Ability and desire: What it takes to be a PJC cheerleader

Home Archived News Ability and desire: What it takes to be a PJC cheerleader

Ability and desire

Published: October 25, 2006

To make the PJC cheerleading team, students must have cheerleading and tumbling skills and a desire to compete the rigorous training they encounter at every practice.

“Skills that are required to be a PJC cheerleader are strong motion techniques, a standing backhand spring, tumbling ability, jumps, good energy, and dancing routine memorization,” said LaRita Carter, cheerleading coach.

The mission of the PJC cheer squad is to support the athletic teams, assist in motivating the crowd, entertain the audience at games and at other school functions, as well as promote overall school spirit.

The cheerleaders cheer at all men’s and women’s basketball games.

“The cheerleaders will travel, and they cheer out on the floor the whole time during basketball games,” Carter said.

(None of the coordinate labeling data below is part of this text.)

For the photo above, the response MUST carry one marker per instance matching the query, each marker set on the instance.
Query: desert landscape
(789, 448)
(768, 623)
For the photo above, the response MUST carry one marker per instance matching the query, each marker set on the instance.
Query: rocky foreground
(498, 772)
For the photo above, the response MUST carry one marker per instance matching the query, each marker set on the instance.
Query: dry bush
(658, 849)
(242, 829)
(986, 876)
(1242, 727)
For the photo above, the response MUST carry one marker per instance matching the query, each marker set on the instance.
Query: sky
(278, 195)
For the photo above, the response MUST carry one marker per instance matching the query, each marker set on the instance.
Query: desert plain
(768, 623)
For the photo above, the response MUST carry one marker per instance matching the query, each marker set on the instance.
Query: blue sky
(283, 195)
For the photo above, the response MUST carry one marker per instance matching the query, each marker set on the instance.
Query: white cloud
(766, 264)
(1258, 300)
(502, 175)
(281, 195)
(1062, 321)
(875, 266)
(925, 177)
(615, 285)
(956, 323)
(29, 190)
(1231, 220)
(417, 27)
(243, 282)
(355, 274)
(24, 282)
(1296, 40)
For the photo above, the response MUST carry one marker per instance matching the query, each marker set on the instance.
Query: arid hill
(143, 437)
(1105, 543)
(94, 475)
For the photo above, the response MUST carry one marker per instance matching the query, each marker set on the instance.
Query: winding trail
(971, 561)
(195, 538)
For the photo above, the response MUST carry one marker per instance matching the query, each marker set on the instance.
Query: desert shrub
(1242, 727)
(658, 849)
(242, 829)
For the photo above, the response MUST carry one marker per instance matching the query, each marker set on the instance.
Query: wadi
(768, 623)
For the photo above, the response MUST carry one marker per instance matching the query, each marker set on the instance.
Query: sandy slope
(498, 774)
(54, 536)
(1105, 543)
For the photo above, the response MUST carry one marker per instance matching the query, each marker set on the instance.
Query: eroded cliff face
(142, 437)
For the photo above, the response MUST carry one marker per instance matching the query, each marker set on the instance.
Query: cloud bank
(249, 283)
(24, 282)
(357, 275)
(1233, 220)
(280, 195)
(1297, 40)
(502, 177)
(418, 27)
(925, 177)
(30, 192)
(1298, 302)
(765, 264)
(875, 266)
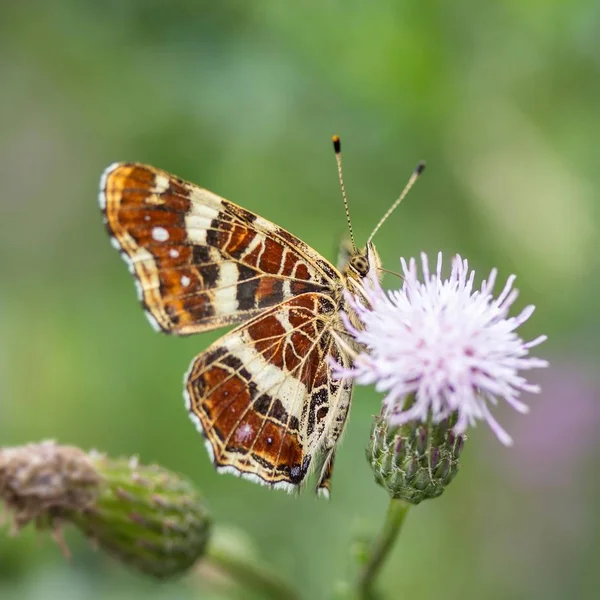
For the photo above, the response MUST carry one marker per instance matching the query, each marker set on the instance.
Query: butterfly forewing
(200, 261)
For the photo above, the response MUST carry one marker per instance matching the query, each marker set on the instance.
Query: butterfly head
(363, 262)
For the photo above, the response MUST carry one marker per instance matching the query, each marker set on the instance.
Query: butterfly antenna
(337, 148)
(411, 181)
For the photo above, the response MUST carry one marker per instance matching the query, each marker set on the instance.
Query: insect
(263, 395)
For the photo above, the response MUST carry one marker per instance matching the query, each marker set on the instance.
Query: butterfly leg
(323, 488)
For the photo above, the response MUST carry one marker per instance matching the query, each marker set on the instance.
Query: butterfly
(263, 396)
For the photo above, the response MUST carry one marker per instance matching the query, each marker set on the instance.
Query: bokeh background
(501, 98)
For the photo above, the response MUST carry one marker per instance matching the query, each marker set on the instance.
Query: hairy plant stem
(380, 548)
(247, 573)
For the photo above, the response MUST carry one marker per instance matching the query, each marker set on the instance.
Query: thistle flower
(448, 347)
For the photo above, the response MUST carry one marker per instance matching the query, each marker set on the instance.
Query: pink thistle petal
(450, 345)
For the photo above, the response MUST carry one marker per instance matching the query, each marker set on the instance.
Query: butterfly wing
(200, 261)
(264, 396)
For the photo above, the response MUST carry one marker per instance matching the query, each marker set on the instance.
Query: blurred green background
(501, 98)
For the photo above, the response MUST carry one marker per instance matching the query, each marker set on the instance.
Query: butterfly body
(263, 395)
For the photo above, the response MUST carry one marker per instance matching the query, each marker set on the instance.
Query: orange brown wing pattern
(200, 261)
(264, 397)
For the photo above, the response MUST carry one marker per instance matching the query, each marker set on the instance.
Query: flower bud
(416, 460)
(149, 518)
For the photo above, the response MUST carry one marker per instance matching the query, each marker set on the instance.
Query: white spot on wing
(244, 433)
(160, 234)
(161, 183)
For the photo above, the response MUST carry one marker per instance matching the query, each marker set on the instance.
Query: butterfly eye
(360, 264)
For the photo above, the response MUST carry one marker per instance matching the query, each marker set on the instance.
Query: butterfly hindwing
(264, 396)
(200, 261)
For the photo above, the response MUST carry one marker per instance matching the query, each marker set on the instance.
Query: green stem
(381, 546)
(262, 580)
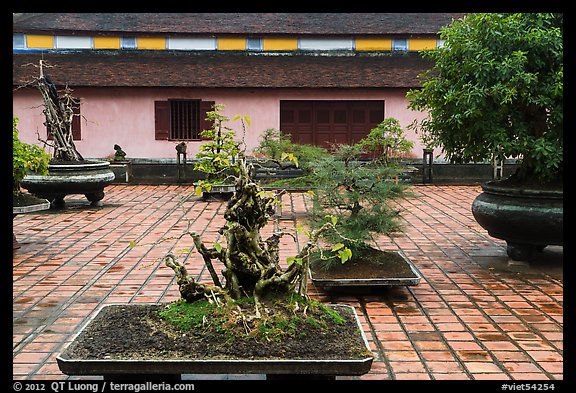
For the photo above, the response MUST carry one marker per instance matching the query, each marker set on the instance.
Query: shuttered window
(177, 119)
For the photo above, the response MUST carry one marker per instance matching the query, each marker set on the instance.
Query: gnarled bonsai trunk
(251, 264)
(59, 112)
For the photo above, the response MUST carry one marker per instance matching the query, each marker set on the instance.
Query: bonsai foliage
(386, 141)
(357, 192)
(251, 264)
(216, 155)
(277, 146)
(496, 91)
(59, 111)
(26, 158)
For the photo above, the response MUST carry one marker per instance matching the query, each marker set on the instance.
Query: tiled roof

PJC cheerleader Devon Fuller noted the challenges associated with becoming a cheerleader.

“For some it’s hard to make the PJC cheerleading squad, but for some it’s not. You have to be able to tumble, and stunt fairly well, as well as have good jumps and motions. The hardest part about making the squad for most girls and guys is working around the demanding practice and workout schedule,” Fuller said.

Practices are held in Bldg. 19 every Thursday and Friday from 1 to 3 p.m. and Saturdays from 12 to 2 p.m. Two-hour cardiovascular and conditioning workouts are also done after every practice.

“During practices, we make up cheers and stunts to perform during time-outs and halftimes for the men’s and women’s basketball games,” Fuller said.

All cheerleaders must be enrolled in nine credit hours for spring and fall term, and they must maintain a 2.0 GPA. All cheerleaders must attend all practices and basketball games.

“Being a PJC cheerleader does get hard at times. Juggling a full school schedule along with part time jobs, the 10 hours of practice a week plus game time really adds up,” Fuller said.

“Also, the difference between high school cheerleading and PJC cheerleading is that we build more elite stunts, there is a lot less drama between the squad members, and PJC greatly supports the cheerleading program, unlike many high schools in the Pensacola area,” Fuller said.

Also different, there is only one cheerleading squad at PJC instead of having a JV and Varsity squad, as is common in high schools.

“Cheering at the basketball games is a lot of fun, especially when the crowd gets involved when the team is doing well,” Fuller said.

Scholarships are also available to the PJC cheerleaders.

“A $500 scholarship is given to the cheerleaders that cheer for PJC for two semesters,” Carter said.